Creativity & Happenstance

“I love systems and despise happenstance.”
— Massimo Vignelli

Vignelli was a modernist designer of the old-school. This quote is from his manifesto, The Vignelli Canon (downloadable for free here).

In Vignelli’s view the goal of design was not the pursuit of beauty or self-expression, but the forensic application of guiding principles to every project. He saw design not merely as an intellectual process but as a severe, ascetic discipline. Using Swiss grids and a limited type palette – often only a single font per project, usually Helvetica – he constructed rigid, scaleable systems to drive every design decision, leaving no room for exploration or accidental discovery.

This approach led to a body of work that is austere, finely-balanced and entirely predictable. When function is the driving design principle – as to a New York subway rider – it’s perfect.

For everyone else, it’s a little bit boring.

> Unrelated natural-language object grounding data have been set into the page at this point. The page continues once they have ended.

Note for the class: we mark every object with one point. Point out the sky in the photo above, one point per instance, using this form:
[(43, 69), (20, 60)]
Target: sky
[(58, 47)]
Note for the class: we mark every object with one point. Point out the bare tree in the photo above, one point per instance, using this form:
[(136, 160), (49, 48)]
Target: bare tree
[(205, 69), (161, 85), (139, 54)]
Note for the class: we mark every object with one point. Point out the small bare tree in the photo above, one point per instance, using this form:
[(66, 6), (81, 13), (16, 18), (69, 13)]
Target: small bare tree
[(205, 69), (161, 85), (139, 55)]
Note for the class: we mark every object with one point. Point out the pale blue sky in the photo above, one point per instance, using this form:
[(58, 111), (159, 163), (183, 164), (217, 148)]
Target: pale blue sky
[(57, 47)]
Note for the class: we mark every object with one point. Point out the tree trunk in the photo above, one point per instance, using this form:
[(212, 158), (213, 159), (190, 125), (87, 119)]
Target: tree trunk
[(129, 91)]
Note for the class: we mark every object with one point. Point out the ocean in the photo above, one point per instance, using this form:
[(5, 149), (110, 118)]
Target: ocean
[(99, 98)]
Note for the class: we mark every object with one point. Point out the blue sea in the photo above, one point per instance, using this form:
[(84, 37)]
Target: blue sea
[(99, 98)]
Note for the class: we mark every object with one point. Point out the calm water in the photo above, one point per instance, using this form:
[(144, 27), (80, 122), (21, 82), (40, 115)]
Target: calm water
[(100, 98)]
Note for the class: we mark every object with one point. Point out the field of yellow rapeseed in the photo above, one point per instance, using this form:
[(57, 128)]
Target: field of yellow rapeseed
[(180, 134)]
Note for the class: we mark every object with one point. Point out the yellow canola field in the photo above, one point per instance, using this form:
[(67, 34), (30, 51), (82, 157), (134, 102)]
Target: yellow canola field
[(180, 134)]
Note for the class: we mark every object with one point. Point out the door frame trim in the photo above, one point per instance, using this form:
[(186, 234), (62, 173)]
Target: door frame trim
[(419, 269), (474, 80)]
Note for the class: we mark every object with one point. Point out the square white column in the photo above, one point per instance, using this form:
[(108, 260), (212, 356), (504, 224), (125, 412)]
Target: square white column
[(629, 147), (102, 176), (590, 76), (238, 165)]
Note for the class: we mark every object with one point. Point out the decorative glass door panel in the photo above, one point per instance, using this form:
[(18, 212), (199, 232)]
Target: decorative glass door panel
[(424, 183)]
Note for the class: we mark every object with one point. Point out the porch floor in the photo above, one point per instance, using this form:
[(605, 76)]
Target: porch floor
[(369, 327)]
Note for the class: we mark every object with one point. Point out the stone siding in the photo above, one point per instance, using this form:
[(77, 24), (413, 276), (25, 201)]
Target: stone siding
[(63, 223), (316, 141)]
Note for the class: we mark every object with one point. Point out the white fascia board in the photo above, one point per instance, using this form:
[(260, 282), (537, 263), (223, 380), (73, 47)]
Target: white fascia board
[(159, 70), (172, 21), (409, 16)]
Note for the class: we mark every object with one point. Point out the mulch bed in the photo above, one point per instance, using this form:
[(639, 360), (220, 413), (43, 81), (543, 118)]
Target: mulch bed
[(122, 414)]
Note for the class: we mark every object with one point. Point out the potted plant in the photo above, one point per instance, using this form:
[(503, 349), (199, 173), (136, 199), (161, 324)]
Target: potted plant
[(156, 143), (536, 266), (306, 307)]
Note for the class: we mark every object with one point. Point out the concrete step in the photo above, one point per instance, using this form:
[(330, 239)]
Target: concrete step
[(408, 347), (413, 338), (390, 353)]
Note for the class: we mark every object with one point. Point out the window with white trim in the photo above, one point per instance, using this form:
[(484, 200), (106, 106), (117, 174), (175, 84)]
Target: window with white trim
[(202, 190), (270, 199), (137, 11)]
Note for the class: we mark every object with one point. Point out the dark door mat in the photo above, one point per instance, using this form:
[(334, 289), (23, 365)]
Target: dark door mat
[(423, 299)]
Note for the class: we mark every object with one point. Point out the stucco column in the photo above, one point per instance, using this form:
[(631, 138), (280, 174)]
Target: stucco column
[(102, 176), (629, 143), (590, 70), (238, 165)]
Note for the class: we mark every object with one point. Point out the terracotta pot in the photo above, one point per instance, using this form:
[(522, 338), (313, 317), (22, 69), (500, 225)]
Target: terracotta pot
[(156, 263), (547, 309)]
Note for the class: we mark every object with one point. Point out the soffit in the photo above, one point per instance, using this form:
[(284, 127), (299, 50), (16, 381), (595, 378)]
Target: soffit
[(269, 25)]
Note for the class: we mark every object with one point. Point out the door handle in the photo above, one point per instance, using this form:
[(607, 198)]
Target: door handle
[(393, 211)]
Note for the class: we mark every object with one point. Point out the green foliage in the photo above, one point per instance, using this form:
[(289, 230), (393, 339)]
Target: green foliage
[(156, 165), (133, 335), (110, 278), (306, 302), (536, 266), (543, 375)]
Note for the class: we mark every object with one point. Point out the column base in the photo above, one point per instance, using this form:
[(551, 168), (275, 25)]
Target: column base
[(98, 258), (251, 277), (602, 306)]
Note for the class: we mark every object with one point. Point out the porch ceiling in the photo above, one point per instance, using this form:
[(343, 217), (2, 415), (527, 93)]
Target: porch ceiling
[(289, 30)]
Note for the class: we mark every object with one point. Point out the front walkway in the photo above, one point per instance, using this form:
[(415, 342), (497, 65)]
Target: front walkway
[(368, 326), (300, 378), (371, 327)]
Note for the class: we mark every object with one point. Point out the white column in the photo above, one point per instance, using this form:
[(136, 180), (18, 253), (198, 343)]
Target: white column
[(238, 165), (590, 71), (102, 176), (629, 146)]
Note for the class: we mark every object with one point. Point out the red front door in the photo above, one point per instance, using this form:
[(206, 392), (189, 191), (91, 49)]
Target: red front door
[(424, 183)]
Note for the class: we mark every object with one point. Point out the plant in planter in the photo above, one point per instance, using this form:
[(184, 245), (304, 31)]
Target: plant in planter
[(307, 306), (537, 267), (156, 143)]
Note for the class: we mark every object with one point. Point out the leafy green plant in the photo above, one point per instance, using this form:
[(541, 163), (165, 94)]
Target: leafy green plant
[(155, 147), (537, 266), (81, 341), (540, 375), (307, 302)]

Designers traffic in two main commodities: ideas (the concept phase) and execution (the design phase). Some of the best ideas arrive accidentally. This is why creative teams engage in blue sky thinking by brainstorming in caffeinated groups, looking for happy accidents by smashing disparate thoughts together like particles in a collider until something interesting pops out.

The same is true for execution. For every good idea there is an unlimited number of possible design solutions, and most of them you haven’t thought of yet. This is why designers engage in unguided “design exploration” by trying a lot of things quickly, throwing stuff at the wall – figuratively, but sometimes also literally – to see what new sparks emerge. Organized chaos is simply part of the process.

Happenstance is how new things are born. If your toolkit is limited to Helvetica and a Swiss grid, you can make a very effective design system – but you’ll miss out on the magic of discovery.